When a company invents a new product, the first step is to obtain a patent. While the patent secures the inventing company's right to the property, enforcement of those rights is still required. That is why when a competitor makes, uses or sells a patented product without the patent holder's permission, it is imperative that intellectual property protection is pursued quickly and very aggressively. Colorado readers might find the following article on a recent intellectual property dispute interesting.
According to recent news reports a judge awarded Carnegie Mellon University more than $1.5 billion in a long-standing intellectual property dispute with Marvell Technology Group Ltd. According to news reports, Carnegie Mellon sued Marvell Technology for infringing on a patent it held for a particular chip it produced for computer hard drives. According to the suit, the patent was filed in 1998 and came from the work of a Carnegie Mellon Professor and former Carnegie student.
In 2012, a jury found in favor of the Pittsburgh-based university, holding Marvell Technology liable for willfully violating the patent that belonged to the school. Carnegie was asking for the damages awarded by the court to include interest from both before and after the judgment was entered. In the end, the $1.54 billion was based on the judge's decision that Carnegie is entitled to post0judgment interest and royalty payments but denied requests for additional damages and injunctive relief.

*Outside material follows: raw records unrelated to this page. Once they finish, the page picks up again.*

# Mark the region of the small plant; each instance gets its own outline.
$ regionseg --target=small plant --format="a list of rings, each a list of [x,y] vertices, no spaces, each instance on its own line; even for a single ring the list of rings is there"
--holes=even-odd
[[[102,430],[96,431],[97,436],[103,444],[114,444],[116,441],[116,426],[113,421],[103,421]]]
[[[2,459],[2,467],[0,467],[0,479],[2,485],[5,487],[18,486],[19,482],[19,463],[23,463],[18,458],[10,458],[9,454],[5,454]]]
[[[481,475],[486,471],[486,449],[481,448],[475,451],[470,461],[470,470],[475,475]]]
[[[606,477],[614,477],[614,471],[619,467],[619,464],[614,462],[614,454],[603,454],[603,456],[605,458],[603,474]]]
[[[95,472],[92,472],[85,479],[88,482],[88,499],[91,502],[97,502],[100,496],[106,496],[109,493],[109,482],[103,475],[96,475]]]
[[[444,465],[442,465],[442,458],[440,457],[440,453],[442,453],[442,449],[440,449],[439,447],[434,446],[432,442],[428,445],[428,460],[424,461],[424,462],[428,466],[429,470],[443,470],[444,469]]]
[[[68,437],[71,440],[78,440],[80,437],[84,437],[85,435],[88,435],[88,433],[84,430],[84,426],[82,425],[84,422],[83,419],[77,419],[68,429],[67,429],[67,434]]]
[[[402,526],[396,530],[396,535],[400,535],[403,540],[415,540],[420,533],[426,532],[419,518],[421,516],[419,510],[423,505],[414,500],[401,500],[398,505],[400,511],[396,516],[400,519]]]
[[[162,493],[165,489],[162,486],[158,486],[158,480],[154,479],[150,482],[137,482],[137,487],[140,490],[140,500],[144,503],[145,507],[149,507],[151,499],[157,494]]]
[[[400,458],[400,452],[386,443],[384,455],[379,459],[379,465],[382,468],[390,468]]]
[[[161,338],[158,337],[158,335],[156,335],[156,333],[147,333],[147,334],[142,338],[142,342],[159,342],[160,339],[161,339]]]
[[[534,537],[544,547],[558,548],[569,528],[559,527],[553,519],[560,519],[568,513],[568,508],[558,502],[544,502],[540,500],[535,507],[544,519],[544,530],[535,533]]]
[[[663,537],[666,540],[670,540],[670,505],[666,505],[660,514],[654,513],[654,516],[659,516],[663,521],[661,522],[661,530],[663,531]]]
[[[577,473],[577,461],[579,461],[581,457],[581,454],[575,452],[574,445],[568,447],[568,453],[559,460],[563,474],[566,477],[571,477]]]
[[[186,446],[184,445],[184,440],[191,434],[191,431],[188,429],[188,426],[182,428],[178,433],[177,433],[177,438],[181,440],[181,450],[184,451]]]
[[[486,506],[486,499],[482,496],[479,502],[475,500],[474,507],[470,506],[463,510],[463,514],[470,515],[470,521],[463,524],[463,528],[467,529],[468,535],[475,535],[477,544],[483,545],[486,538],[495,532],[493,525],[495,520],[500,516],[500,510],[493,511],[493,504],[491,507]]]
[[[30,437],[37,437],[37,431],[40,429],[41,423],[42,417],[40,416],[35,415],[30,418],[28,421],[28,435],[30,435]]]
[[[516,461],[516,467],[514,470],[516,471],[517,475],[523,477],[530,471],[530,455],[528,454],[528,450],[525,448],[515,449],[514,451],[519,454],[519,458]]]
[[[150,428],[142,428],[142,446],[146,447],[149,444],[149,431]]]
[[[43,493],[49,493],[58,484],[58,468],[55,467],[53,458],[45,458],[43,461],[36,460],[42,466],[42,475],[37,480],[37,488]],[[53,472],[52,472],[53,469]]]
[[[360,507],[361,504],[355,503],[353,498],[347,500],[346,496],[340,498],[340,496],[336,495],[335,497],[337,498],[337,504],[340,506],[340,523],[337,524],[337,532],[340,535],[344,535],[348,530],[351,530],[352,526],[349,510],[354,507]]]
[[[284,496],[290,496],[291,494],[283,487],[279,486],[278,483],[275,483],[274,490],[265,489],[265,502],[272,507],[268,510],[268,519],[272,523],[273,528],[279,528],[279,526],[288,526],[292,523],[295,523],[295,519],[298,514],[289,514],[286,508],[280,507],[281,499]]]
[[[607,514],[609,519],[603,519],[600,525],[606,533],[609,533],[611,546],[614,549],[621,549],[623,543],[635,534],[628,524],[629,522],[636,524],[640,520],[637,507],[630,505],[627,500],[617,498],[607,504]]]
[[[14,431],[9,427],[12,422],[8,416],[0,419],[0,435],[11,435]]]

Patent litigation is incredibly complex. If successful, however, the patent holder could collect a significant amount of compensation. If the patent holder does decide to sue an infringing party they can also request an injunction to stop the infringing party from manufacturing or selling the particular item. In most cases where infringement is alleged, however, the alleged infringer will typically counter the allegation that they infringed on the patent by challenging the validity of the patent in question.